I seem to remember someone selling ti bolt kits in the past, but can't seem to find them.
Does anyone know of a source for bolt kits? At this point, I have the lightest bike I've ever owned (not super light - I'm a bit tubby), and I'm looking for ways to economically reduce the weight further without mortgaging the house.

On my list:

Carbon seatpost
Ti Bolt kit
Lighter Seat (Ti/Carbon rails)
Lighter crankset (future)

Any input is appreciated, thanks.

As for the bolt kits, if they exist - are they fairly universal across bike brands?
I'm sure my LBS could help, but they're closed now, and are 25 miles away.


----------



## laffeaux (Dec 12, 2001)

I've bought bolts though SRP in the past: http://www.srp-usa.com/ There are also many bolts available on eBay - Toronto Cycles sells a lot.
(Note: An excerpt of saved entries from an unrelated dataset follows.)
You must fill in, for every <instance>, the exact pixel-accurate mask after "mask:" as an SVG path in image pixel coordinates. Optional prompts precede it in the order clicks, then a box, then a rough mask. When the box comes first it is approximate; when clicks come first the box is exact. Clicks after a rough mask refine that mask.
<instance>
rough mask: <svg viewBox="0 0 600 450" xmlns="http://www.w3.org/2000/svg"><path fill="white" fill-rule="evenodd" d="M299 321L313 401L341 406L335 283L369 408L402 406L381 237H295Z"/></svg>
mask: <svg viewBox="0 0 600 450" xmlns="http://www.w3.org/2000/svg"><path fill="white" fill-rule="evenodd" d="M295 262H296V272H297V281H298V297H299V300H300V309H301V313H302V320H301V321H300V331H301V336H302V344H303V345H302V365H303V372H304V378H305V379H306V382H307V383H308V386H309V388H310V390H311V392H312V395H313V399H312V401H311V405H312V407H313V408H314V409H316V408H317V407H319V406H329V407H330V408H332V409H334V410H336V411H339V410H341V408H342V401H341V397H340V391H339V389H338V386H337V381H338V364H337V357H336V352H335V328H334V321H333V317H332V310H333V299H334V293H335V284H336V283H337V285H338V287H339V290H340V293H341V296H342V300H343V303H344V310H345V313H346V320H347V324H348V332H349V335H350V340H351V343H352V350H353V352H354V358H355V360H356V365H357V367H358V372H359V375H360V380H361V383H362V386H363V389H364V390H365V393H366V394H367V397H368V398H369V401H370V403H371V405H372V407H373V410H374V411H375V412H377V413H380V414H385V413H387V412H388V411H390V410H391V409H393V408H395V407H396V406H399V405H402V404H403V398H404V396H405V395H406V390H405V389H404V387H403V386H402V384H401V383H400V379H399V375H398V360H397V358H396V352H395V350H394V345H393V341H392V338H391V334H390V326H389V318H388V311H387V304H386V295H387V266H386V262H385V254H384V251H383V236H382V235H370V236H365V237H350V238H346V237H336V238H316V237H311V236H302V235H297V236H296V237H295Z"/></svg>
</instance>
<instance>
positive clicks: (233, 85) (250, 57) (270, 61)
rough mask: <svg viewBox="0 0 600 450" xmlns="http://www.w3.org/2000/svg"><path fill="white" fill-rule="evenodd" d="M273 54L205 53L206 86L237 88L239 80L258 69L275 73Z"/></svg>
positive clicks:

That said, Ti bolts are not a very economical way to loose weight. They're expensive for what you get. Replacing non-critical bolts with aluminum (much lighter than Ti) is not too expensive though. It's okay to use aluminum for your derialler bolts, cranks arm bolts(on square taper cranks), chain ring bolts, water bottle cage bolts, etc. Aluminum bolts are easy to snap the head off us, so don't use them where a broken bolt is a bad idea (like on your stem).

Also, if you're looking for economical, look at the Thomson Masterpiece post. It's lighter than most carbon posts, and cheaper too.


----------



## hclignett (Dec 18, 2006)

TISO sells some kits that are nice. Check www.weightweenies.starbike.com , they have a lot of info for bolt kits.


----------